Serial and SIMD implementation of the Xoshiro256+ random number generator.
This project provides a C++ implementation of Xoshiro256+ that matches the performance of the reference C implementation of David Blackman and Sebastiano Vigna. Xoshiro256+ combines high speed, small memory space requirements for stored state and excellent statistical quality. For cryptographic use cases or use cases where absolutely the best statistical quality is required - maybe consider a different RNG like the Mersenne Twist. For any just about any conventional simulation or testing use case, Xoshiro256+ should be perfectly fine statistically.
This implementation is a header-only library and provides the following capabilities:
Single 64 bit unsigned random value
Single 64 bit unsigned random value reduced to a [lower, upper) range
Four 64 bit unsigned random values
Four 64 bit unsigned random values reduced to a [lower, upper) range
Single double length real random value in a range of (0,1)
Single double length real random value in a (lower, upper) range
Four double length real random values in a range of (0,1)
Four double length real random values in a (lower, upper) range
For platforms supporting the AVX2 instruction set, the RNG can be configured to use AVX2 instructions or not on an instance by instance basis. AVX2 instructions are only used for the four-wide operations, there is no advantage using them for single value generation.
The four-wide operations use a different random seed per value and the the seed for single value generation is
distinct as well. The same stream of values will be returned by the serial and AVX2 implementations. It might
be faster for the serial implementation to use only a single seed across all the four values - each increasing index
being the next value in a single series, instead of each of the four values having its unique series. The downside
of that approach is that the serial implementation would return different four wide values than the AVX2 implementation.

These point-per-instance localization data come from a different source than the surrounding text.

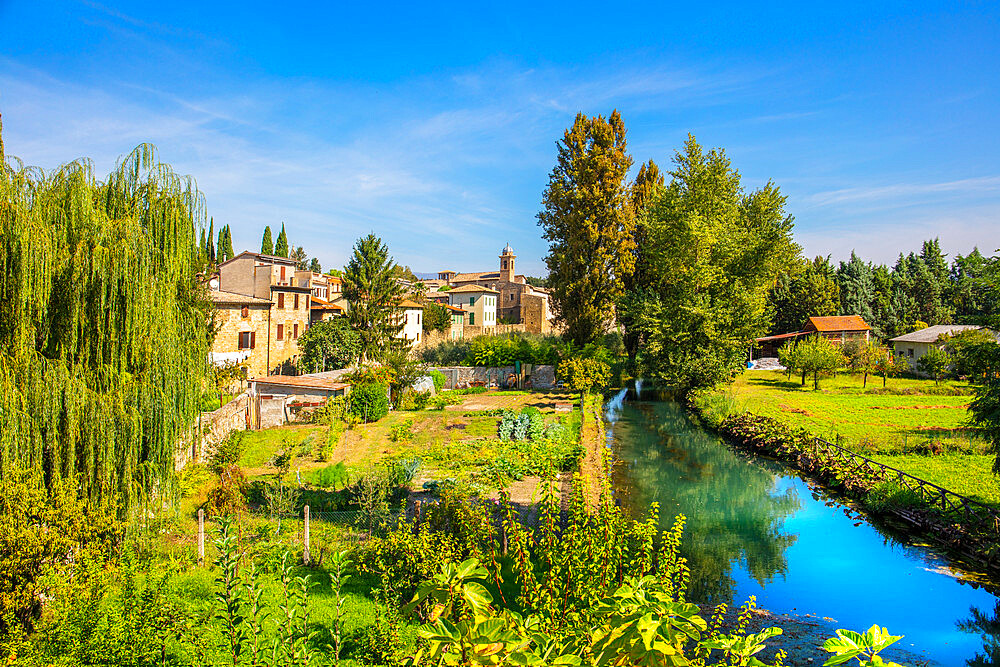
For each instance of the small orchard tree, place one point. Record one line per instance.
(866, 358)
(819, 355)
(584, 375)
(934, 363)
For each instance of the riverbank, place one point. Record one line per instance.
(970, 532)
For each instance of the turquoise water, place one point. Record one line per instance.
(756, 528)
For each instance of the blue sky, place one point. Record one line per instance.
(435, 125)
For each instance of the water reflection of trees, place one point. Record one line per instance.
(733, 510)
(987, 626)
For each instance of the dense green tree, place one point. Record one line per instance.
(716, 250)
(436, 318)
(588, 220)
(329, 345)
(372, 290)
(300, 257)
(266, 244)
(857, 289)
(104, 331)
(637, 283)
(281, 244)
(808, 289)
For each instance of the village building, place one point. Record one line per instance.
(411, 316)
(837, 329)
(479, 304)
(272, 283)
(915, 344)
(517, 302)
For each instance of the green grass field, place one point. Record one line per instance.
(913, 425)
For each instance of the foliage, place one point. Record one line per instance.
(588, 221)
(371, 289)
(328, 345)
(715, 250)
(42, 531)
(266, 242)
(584, 374)
(104, 328)
(281, 244)
(848, 645)
(436, 318)
(934, 363)
(438, 378)
(368, 401)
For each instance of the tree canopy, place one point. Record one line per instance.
(588, 221)
(104, 330)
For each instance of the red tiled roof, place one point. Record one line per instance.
(301, 381)
(838, 323)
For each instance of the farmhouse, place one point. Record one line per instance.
(915, 344)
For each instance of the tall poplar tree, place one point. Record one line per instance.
(715, 251)
(104, 330)
(646, 188)
(266, 244)
(588, 220)
(371, 289)
(281, 245)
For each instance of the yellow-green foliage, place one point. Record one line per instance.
(103, 333)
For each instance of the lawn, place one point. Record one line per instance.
(908, 415)
(913, 425)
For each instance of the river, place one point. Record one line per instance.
(757, 528)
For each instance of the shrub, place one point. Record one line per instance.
(227, 453)
(439, 379)
(369, 401)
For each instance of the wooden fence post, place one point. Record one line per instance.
(305, 549)
(201, 537)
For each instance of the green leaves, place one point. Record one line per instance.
(849, 645)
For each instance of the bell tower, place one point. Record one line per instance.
(507, 264)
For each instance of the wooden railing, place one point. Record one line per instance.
(952, 507)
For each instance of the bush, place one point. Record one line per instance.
(439, 379)
(369, 401)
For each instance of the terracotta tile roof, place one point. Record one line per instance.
(838, 323)
(301, 382)
(218, 296)
(473, 288)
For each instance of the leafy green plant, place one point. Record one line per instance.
(865, 648)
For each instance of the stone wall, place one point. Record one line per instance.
(460, 377)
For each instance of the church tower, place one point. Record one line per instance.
(507, 264)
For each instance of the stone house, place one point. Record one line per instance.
(517, 302)
(915, 344)
(270, 279)
(479, 304)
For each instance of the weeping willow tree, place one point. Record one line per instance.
(104, 332)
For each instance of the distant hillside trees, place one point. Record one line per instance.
(104, 331)
(588, 221)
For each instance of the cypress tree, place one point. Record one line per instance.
(588, 220)
(371, 288)
(266, 245)
(281, 245)
(104, 331)
(210, 249)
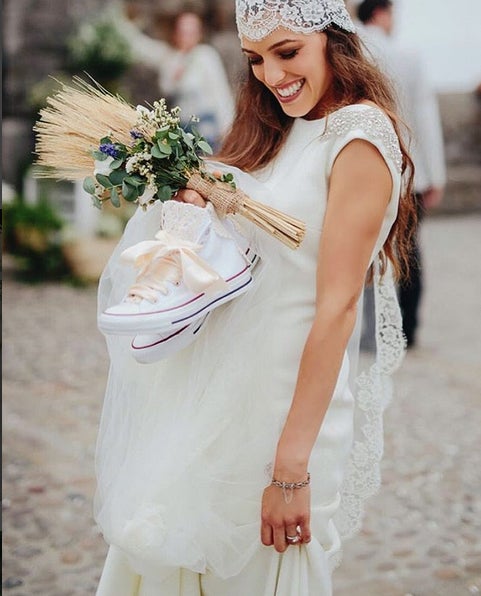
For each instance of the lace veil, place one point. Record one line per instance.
(256, 19)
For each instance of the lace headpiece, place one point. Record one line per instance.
(256, 19)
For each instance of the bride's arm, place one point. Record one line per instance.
(359, 191)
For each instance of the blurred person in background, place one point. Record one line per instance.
(419, 106)
(191, 73)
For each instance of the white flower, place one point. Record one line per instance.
(148, 195)
(142, 111)
(103, 167)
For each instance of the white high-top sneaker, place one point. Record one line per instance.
(150, 348)
(192, 267)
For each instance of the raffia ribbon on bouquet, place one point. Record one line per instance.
(226, 199)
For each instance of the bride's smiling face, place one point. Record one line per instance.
(294, 67)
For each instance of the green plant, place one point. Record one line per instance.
(32, 236)
(100, 50)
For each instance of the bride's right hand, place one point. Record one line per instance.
(186, 195)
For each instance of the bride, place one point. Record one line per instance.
(236, 466)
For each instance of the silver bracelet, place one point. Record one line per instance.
(289, 487)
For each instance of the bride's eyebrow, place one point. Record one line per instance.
(273, 46)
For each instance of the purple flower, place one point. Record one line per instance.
(109, 149)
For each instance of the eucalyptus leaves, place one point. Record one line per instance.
(158, 162)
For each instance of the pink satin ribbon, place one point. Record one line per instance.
(197, 274)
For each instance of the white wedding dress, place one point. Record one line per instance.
(186, 444)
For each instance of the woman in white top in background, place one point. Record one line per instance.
(236, 466)
(191, 72)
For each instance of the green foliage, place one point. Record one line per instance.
(99, 49)
(159, 161)
(32, 235)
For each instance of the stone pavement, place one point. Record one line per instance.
(422, 533)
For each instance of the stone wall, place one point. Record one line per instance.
(461, 117)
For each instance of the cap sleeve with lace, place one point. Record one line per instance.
(369, 123)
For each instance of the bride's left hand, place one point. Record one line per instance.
(281, 519)
(186, 195)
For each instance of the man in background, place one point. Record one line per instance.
(420, 109)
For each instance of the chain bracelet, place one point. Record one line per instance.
(288, 488)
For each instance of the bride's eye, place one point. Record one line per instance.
(289, 55)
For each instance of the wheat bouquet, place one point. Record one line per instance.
(140, 155)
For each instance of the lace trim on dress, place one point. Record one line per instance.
(373, 393)
(256, 19)
(373, 122)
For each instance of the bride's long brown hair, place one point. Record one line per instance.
(261, 127)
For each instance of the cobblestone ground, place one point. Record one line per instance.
(422, 533)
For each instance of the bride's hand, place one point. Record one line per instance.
(186, 195)
(281, 519)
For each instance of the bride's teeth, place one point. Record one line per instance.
(290, 90)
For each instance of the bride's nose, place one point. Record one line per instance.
(273, 73)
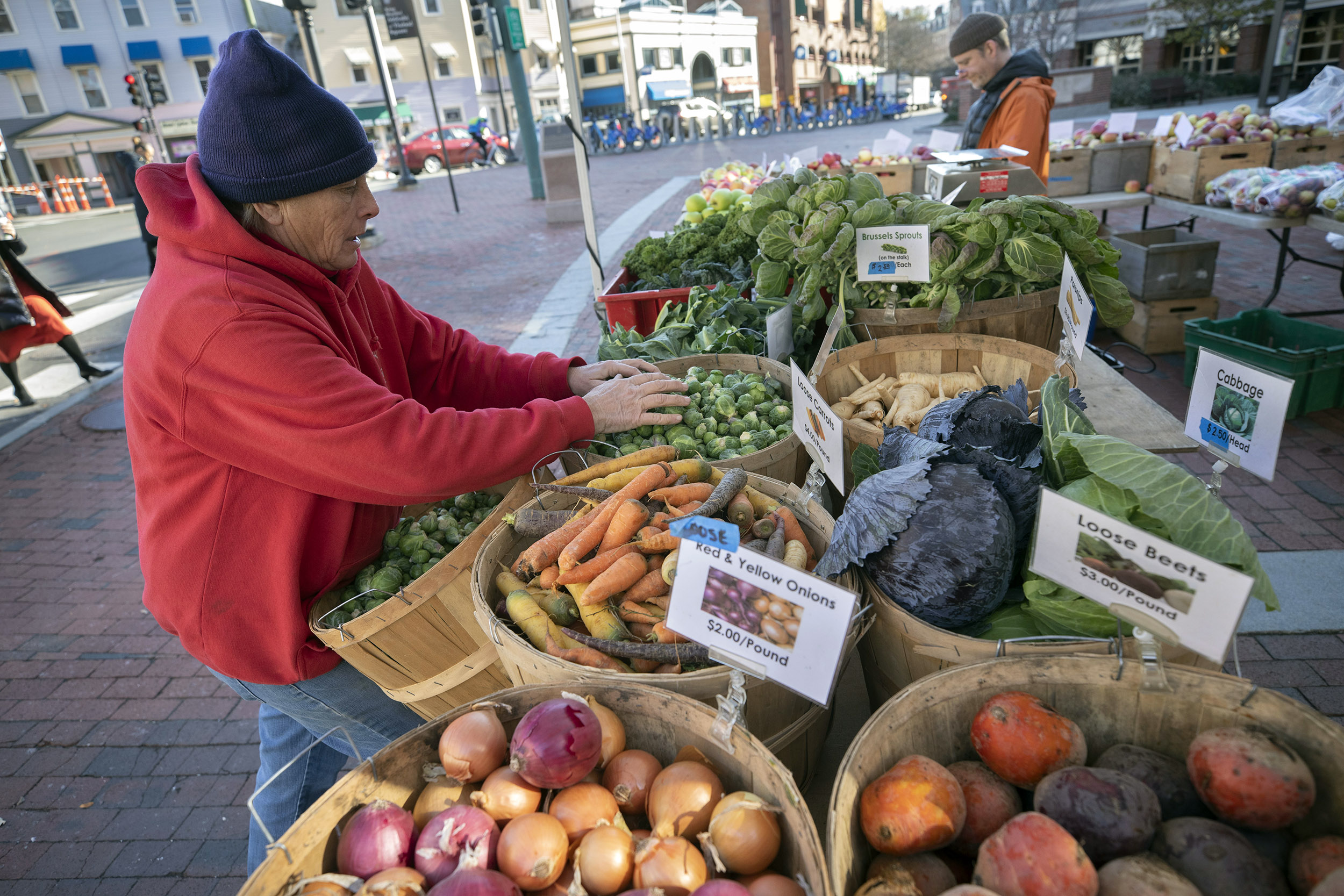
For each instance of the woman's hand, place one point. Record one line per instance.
(623, 404)
(585, 379)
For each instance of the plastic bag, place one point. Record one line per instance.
(1295, 192)
(1219, 190)
(1320, 104)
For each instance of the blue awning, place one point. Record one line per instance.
(80, 54)
(11, 60)
(197, 47)
(668, 90)
(612, 96)
(141, 50)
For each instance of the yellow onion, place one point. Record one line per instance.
(682, 798)
(504, 794)
(581, 808)
(472, 746)
(531, 851)
(605, 860)
(671, 864)
(745, 833)
(630, 777)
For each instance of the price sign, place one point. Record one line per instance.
(717, 534)
(1238, 410)
(1146, 580)
(796, 642)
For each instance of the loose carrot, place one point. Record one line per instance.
(592, 536)
(617, 578)
(662, 543)
(679, 494)
(651, 586)
(596, 567)
(625, 523)
(585, 656)
(606, 468)
(547, 550)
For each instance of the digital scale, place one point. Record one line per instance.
(990, 174)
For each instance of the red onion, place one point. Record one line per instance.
(457, 837)
(557, 743)
(475, 881)
(375, 837)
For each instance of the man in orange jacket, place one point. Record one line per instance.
(1015, 105)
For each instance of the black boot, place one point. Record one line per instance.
(76, 354)
(11, 370)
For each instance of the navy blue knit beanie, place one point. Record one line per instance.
(267, 132)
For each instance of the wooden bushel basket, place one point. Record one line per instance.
(423, 647)
(933, 716)
(792, 727)
(785, 460)
(655, 720)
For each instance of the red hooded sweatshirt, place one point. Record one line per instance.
(278, 421)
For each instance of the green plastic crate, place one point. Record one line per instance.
(1311, 355)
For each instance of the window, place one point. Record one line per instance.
(68, 18)
(132, 12)
(202, 69)
(26, 85)
(92, 88)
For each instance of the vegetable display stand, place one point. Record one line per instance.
(1031, 318)
(902, 649)
(1311, 355)
(657, 722)
(1183, 174)
(638, 311)
(1070, 173)
(423, 647)
(933, 719)
(792, 727)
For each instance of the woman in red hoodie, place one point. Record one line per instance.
(283, 404)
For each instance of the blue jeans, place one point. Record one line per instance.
(295, 716)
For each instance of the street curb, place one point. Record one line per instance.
(57, 410)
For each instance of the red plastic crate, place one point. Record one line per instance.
(638, 311)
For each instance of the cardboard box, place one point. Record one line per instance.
(1182, 174)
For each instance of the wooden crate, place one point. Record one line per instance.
(1182, 174)
(1308, 151)
(1070, 173)
(1159, 327)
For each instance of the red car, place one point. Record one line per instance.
(426, 155)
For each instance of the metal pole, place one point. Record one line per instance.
(439, 125)
(405, 179)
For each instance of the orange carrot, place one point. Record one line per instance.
(617, 578)
(593, 535)
(625, 523)
(679, 494)
(651, 586)
(546, 550)
(595, 567)
(662, 543)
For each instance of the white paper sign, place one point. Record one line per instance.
(893, 254)
(942, 140)
(1146, 580)
(1076, 310)
(797, 642)
(1123, 123)
(1238, 410)
(820, 429)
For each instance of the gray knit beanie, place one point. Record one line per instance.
(974, 31)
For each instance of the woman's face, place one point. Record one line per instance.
(324, 227)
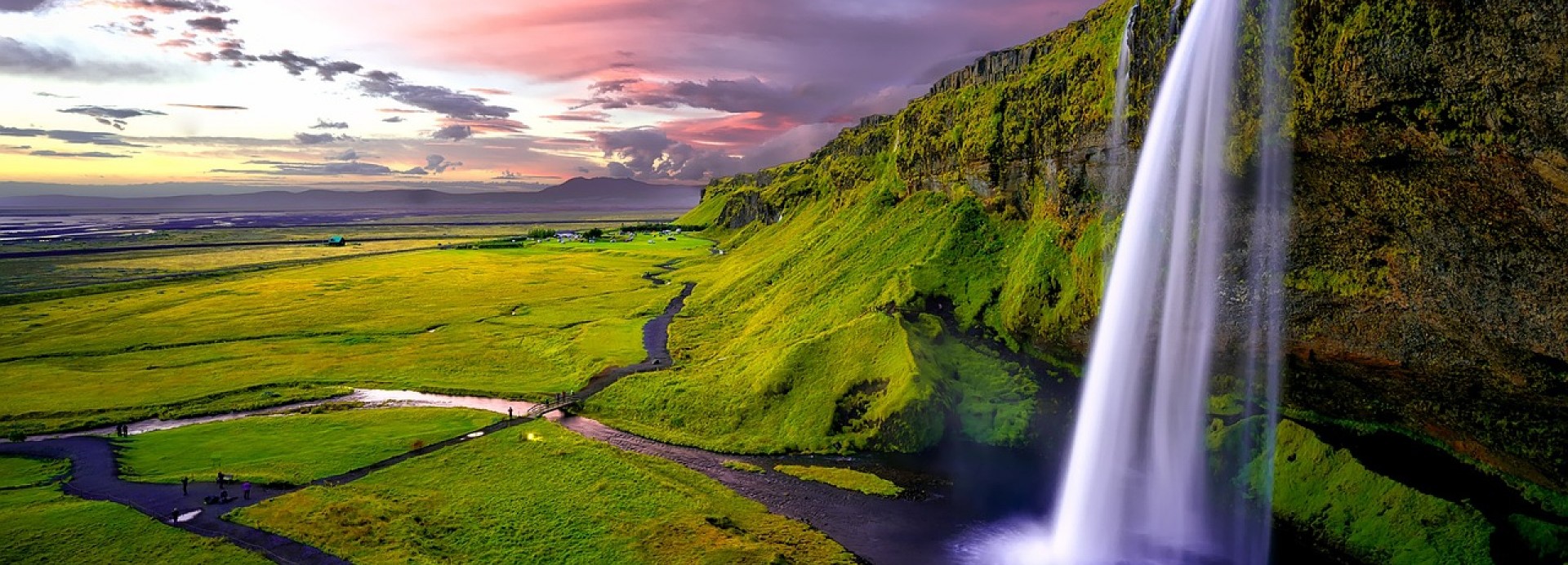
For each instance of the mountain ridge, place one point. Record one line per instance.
(577, 194)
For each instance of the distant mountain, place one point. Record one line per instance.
(576, 195)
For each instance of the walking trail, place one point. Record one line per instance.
(95, 473)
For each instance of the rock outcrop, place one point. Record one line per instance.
(1431, 207)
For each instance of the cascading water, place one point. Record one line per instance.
(1138, 485)
(1170, 29)
(1117, 137)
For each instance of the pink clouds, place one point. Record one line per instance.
(770, 66)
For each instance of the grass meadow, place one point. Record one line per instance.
(521, 323)
(292, 449)
(540, 493)
(41, 524)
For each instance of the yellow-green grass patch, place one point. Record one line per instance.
(44, 526)
(540, 493)
(292, 449)
(744, 466)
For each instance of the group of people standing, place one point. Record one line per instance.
(221, 498)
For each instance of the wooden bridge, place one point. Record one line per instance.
(548, 407)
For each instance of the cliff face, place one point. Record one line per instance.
(1432, 189)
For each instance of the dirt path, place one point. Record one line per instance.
(95, 476)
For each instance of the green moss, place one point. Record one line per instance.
(847, 479)
(22, 471)
(44, 526)
(1372, 517)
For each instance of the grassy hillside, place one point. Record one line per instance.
(1431, 185)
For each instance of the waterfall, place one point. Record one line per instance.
(1170, 27)
(1140, 485)
(1117, 137)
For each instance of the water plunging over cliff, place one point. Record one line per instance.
(1117, 137)
(1142, 485)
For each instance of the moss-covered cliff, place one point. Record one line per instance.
(1428, 267)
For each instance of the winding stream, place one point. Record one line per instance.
(952, 492)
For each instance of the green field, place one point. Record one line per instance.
(555, 498)
(292, 449)
(847, 479)
(814, 338)
(39, 524)
(24, 471)
(502, 323)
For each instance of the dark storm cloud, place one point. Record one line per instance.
(69, 137)
(438, 100)
(581, 117)
(168, 7)
(112, 117)
(211, 24)
(315, 170)
(20, 59)
(90, 154)
(488, 126)
(318, 139)
(453, 132)
(298, 65)
(649, 154)
(20, 5)
(734, 96)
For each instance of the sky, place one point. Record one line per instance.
(145, 98)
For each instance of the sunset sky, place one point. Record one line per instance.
(228, 95)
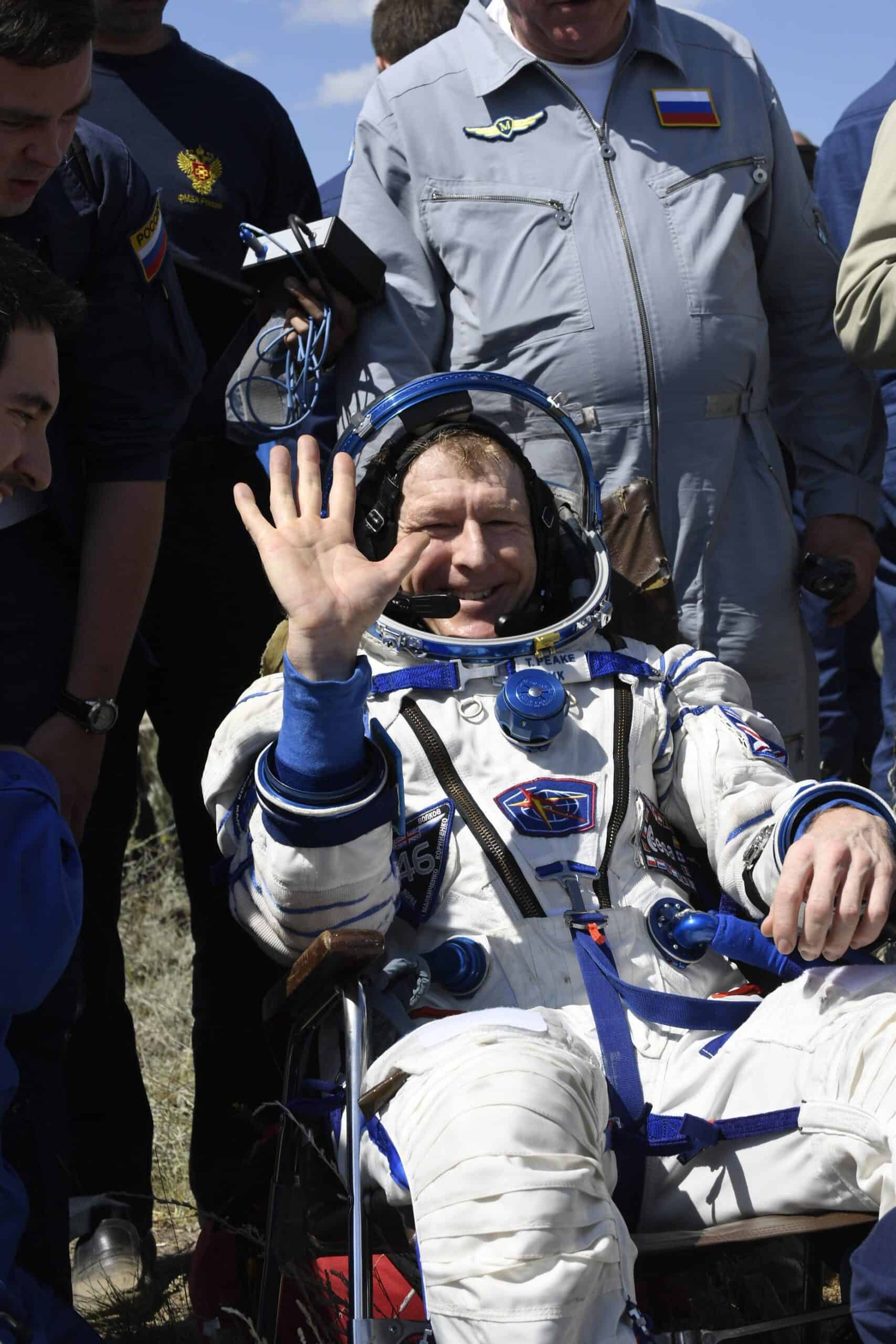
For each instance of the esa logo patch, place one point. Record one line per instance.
(550, 807)
(660, 847)
(758, 747)
(421, 857)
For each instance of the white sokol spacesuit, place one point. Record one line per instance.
(501, 1129)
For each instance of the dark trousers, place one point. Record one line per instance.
(207, 620)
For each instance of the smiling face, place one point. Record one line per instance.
(38, 114)
(570, 30)
(481, 545)
(29, 397)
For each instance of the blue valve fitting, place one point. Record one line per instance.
(458, 965)
(257, 245)
(695, 928)
(679, 933)
(531, 709)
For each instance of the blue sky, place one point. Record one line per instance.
(316, 56)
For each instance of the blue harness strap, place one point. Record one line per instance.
(652, 1004)
(446, 676)
(620, 1058)
(687, 1136)
(633, 1132)
(421, 676)
(609, 663)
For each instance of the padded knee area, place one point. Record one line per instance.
(500, 1131)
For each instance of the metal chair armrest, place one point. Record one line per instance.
(336, 958)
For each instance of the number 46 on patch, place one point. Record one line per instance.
(421, 857)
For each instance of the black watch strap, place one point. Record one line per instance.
(92, 716)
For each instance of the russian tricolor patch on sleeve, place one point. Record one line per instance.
(686, 108)
(150, 244)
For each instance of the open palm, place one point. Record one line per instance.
(331, 593)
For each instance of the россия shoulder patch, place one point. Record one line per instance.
(151, 243)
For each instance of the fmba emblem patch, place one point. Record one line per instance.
(550, 807)
(421, 857)
(505, 128)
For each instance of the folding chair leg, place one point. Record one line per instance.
(281, 1190)
(361, 1289)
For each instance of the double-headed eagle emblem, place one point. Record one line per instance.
(505, 128)
(203, 169)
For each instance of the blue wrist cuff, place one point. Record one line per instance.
(823, 797)
(325, 819)
(321, 738)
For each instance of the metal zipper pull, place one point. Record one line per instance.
(820, 227)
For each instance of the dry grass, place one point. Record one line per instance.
(155, 933)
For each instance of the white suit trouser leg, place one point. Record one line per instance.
(825, 1043)
(500, 1131)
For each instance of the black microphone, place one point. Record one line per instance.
(434, 605)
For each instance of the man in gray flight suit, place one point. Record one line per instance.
(606, 202)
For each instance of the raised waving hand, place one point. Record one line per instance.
(330, 592)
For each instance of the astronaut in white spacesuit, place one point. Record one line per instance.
(516, 796)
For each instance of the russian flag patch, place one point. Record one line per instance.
(686, 108)
(150, 244)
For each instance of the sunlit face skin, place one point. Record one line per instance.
(481, 543)
(29, 397)
(38, 116)
(570, 32)
(128, 18)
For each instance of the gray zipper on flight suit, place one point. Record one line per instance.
(608, 154)
(562, 214)
(757, 160)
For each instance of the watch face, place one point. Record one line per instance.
(102, 716)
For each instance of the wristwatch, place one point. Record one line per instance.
(90, 716)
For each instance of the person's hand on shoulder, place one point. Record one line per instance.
(844, 870)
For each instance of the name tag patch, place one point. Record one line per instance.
(151, 243)
(550, 807)
(421, 857)
(659, 848)
(686, 108)
(754, 742)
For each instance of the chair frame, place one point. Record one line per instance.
(331, 972)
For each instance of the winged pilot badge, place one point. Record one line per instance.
(505, 128)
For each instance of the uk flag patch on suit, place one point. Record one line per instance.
(754, 742)
(550, 807)
(686, 108)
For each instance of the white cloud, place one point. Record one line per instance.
(245, 59)
(327, 11)
(345, 85)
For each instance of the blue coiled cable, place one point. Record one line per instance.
(303, 362)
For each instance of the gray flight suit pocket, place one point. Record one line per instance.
(513, 262)
(705, 210)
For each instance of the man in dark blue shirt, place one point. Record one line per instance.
(220, 150)
(840, 175)
(78, 558)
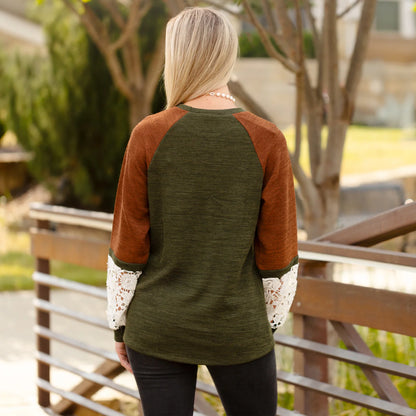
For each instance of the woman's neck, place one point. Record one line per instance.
(213, 102)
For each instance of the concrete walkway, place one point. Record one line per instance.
(17, 346)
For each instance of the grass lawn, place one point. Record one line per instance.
(16, 270)
(369, 149)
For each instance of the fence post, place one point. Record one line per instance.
(43, 319)
(309, 364)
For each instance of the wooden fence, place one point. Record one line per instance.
(81, 237)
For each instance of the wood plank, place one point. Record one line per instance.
(353, 397)
(390, 224)
(87, 388)
(83, 252)
(374, 308)
(99, 352)
(79, 400)
(53, 281)
(77, 316)
(352, 357)
(65, 215)
(362, 253)
(381, 382)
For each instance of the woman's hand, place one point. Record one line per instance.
(122, 356)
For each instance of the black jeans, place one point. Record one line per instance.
(167, 388)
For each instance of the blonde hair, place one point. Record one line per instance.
(200, 52)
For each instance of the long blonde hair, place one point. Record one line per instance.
(200, 53)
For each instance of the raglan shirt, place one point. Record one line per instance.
(205, 208)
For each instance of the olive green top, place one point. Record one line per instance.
(205, 208)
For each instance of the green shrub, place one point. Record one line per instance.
(65, 109)
(251, 46)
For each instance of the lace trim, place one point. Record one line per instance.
(120, 290)
(279, 295)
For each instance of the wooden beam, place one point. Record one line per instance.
(390, 224)
(348, 356)
(360, 253)
(374, 308)
(87, 388)
(83, 252)
(359, 399)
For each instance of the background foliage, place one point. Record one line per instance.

The AVX2 implementation must use distinct seeds for each of the four values.
The random series for each of the four-wide values are separated by 2^192 values - i.e. a Xoshiro256+ 'long jump' separates the seed for each of the four values. For clarity, the Xoshiro256+ has a state space of 2^256.
The reduction of the uint64s to an integer range takes uint32 bounds. This is s significant reduction in the size of the random values but permits reduction while avoiding taking a modulus. If you have a need for random integer values beyond uint32 sizes, I'd suggest taking the full 64 bit values and applying your own reduction algorithm. The modulus approach to reduction is slower than the approach in the code which uses shifts and a multiply.
Finally, the AVX versions are coded explicitly with AVX intrinsics, there is no reliance on the vageries of compiler vectorization. The SIMD version could be written such that gcc should unroll loops and vectorize but others have reported that it is necessary to tweak optimization flags to get the unrolling to work. For these implementations, all that is needed is to have the -mavx2 compiler option and the AVX2_AVAILABLE symbol defined.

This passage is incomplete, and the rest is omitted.